In the acute phase of SAH, microglia plays exclusive role to neuronal apoptosis [53]. Also, residual microglia activate 24 h after SAH and macrophage does not appear until 72 h later [54]. Within 24 h of SAH, the residual microglia show morphological changes in their activation [24], reaching a peak, which is more common in brain regions adjacent to the hematoma [55]. Some reports suggest that SAH may cause damage in remote areas; the expression of inflammatory cytokines is upregulated in the cerebral cortex adjacent to and distal to the hematoma in experimental SAH [56]. Additionally, microglia are upregulated in not only the vicinity of the hematoma but also the motor cortex following SAH [24]. Despite this, how far the inflammatory changes associated with microglial invasion after SAH extend into the cerebrum remained unknown.

In our study, we showed that neuroinflammation was increased in all layers of the cerebral cortex contralateral to the basal cistern where the hematoma was injected. Furthermore, this result was similar in not only the anterior region of the cerebrum but also the intermediate and posterior regions. This result suggests that the inflammatory changes associated with SAH are widespread throughout the cerebrum. With respect to inflammation after SAH, the effects of heme and other degradation products of blood are known [57]. However, in remote areas, hematomas are thought to have less direct effects. Therefore, the activation of neuroinflammation in remote areas may not be achieved only by interaction with heme and microglia but rather may include other insults, such as transient global ischemia, ischemia due to acute vasospasm, and a dysregulated inflammatory response after stroke [58,59,60]. In addition, the interaction between microglia and neurons contributes to neuronal apoptosis after SAH, and depletion of microglia significantly inhibits neuronal apoptosis in experimental SAH [31, 53]. We also showed that neuronal cell death was widespread in the cerebrum and that it was correlated with the extent of neuroinflammation. These results indicate that SAH-induced neuroinflammation extends to the entire cerebrum and causes neuronal cell death.

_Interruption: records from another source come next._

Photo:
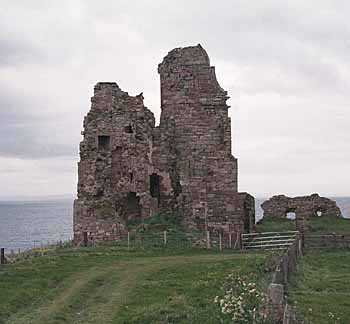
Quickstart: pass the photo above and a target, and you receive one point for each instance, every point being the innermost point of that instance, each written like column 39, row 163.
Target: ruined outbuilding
column 304, row 207
column 130, row 169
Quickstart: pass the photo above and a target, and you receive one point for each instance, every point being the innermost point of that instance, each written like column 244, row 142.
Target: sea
column 28, row 224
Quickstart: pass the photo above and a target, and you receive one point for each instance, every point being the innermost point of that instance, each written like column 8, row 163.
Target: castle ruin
column 130, row 169
column 304, row 207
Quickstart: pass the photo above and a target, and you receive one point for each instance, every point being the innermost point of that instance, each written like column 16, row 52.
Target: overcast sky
column 285, row 64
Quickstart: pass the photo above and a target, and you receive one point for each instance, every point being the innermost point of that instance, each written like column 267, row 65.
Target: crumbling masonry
column 304, row 207
column 129, row 168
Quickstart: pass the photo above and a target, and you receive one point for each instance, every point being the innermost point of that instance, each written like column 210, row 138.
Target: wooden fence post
column 128, row 241
column 2, row 256
column 208, row 240
column 165, row 237
column 85, row 240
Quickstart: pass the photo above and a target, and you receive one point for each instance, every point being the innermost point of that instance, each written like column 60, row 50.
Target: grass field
column 110, row 285
column 322, row 286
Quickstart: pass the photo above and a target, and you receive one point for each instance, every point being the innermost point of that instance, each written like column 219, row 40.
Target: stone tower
column 130, row 169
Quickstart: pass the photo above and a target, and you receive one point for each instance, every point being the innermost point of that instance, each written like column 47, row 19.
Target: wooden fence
column 268, row 240
column 326, row 240
column 278, row 288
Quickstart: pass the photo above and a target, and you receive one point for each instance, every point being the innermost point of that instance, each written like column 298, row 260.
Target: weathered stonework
column 129, row 168
column 304, row 207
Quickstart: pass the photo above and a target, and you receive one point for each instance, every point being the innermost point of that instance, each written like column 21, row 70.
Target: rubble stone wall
column 129, row 168
column 303, row 207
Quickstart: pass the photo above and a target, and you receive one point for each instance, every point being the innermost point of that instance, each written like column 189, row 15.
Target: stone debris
column 130, row 169
column 304, row 207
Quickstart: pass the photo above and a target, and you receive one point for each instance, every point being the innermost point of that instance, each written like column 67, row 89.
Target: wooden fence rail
column 269, row 240
column 327, row 240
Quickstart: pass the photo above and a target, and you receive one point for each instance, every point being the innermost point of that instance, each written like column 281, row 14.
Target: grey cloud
column 29, row 133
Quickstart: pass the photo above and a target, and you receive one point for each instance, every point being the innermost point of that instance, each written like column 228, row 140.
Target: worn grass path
column 102, row 294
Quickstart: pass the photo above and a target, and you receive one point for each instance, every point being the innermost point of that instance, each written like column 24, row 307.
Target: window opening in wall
column 132, row 207
column 128, row 129
column 103, row 142
column 154, row 181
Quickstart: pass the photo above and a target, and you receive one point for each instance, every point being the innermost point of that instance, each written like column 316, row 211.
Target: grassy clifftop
column 112, row 285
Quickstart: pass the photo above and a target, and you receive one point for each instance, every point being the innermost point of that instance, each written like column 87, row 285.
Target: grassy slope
column 108, row 285
column 322, row 284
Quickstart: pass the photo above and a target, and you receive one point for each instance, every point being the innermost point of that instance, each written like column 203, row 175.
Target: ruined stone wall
column 194, row 102
column 303, row 207
column 114, row 165
column 129, row 169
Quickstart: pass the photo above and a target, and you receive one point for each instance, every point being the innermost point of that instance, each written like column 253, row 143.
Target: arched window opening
column 291, row 216
column 103, row 142
column 132, row 207
column 128, row 129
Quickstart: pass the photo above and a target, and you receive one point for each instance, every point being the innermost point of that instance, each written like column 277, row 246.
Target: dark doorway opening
column 291, row 215
column 128, row 129
column 154, row 183
column 103, row 142
column 133, row 208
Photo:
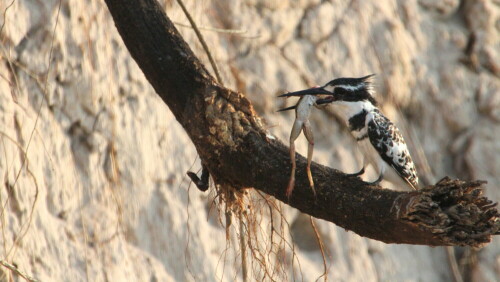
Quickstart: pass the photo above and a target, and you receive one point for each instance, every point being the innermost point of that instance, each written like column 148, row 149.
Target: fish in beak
column 310, row 91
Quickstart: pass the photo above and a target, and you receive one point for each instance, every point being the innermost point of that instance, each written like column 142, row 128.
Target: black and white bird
column 380, row 139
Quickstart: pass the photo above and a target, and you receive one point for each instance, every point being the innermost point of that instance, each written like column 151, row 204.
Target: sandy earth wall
column 92, row 163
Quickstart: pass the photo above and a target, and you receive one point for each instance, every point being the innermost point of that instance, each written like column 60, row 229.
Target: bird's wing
column 389, row 143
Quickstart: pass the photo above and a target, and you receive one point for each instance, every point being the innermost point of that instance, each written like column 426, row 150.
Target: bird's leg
column 310, row 138
column 297, row 127
column 377, row 182
column 381, row 169
column 362, row 170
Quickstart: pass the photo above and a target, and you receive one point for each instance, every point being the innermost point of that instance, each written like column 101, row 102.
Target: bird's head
column 341, row 89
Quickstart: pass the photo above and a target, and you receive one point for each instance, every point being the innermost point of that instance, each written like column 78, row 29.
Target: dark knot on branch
column 454, row 211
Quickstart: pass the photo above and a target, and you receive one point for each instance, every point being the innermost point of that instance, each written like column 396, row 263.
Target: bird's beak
column 326, row 100
column 310, row 91
column 286, row 109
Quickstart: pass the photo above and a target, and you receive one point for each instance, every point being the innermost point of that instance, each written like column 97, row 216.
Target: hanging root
column 454, row 211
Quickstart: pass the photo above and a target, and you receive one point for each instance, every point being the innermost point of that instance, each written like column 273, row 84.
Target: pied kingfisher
column 376, row 134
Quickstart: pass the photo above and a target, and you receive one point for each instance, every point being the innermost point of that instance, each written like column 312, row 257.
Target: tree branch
column 237, row 150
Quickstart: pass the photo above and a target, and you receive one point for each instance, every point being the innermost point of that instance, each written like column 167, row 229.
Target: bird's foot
column 376, row 182
column 361, row 172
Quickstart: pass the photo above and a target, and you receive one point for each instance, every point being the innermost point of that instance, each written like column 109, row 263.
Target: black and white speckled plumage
column 389, row 143
column 353, row 98
column 381, row 141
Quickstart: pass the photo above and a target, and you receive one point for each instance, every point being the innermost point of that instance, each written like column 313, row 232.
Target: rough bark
column 237, row 150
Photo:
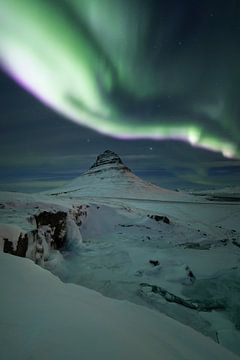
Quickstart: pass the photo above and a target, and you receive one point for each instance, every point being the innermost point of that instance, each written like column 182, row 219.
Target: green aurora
column 130, row 69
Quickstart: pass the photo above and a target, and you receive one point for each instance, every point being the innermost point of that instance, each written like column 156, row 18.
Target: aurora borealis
column 131, row 69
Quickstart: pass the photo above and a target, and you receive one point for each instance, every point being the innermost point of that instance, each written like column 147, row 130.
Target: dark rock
column 22, row 246
column 154, row 262
column 164, row 219
column 57, row 223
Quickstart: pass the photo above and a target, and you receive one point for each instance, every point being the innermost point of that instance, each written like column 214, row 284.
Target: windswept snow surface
column 42, row 318
column 116, row 224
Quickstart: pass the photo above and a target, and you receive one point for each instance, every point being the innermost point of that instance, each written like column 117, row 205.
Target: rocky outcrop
column 169, row 297
column 56, row 223
column 164, row 219
column 106, row 161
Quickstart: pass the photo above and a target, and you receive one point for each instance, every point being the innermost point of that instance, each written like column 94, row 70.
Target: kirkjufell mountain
column 110, row 177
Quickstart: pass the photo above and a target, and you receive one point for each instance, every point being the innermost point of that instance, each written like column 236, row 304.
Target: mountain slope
column 110, row 177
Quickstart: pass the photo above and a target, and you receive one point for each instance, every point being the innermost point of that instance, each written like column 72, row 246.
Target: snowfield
column 165, row 252
column 42, row 318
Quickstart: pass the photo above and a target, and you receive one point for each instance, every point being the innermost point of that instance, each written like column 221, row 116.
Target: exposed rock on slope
column 110, row 177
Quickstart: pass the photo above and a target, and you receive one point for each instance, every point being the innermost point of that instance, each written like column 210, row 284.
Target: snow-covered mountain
column 110, row 231
column 110, row 177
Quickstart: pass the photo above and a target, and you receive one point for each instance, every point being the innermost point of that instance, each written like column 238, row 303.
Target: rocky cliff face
column 106, row 161
column 50, row 233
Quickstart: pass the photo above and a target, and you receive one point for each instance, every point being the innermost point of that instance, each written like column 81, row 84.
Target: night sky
column 156, row 81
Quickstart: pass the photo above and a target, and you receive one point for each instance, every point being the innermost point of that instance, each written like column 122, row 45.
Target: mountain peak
column 108, row 159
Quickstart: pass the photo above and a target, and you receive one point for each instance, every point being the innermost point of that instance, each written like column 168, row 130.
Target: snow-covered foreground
column 42, row 318
column 175, row 253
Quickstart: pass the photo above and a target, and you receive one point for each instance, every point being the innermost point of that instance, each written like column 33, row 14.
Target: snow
column 43, row 318
column 110, row 242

In our results, the degree of neuroinflammation was lower in the granular layer and hilus of the hippocampus, which is located deeper than the cerebral cortex, than in the cerebral cortex. This result may suggest that a mechanism other than inflammation is responsible for neuronal cell death in the hippocampus. In general, the hippocampus is vulnerable to ischemia [61], and whole-brain ischemia caused by SAH are thought to affect the hippocampus [36]. Therefore, ischemia and/or other effects, but not inflammation, were thought to responsible for the hippocampal damage caused by SAH.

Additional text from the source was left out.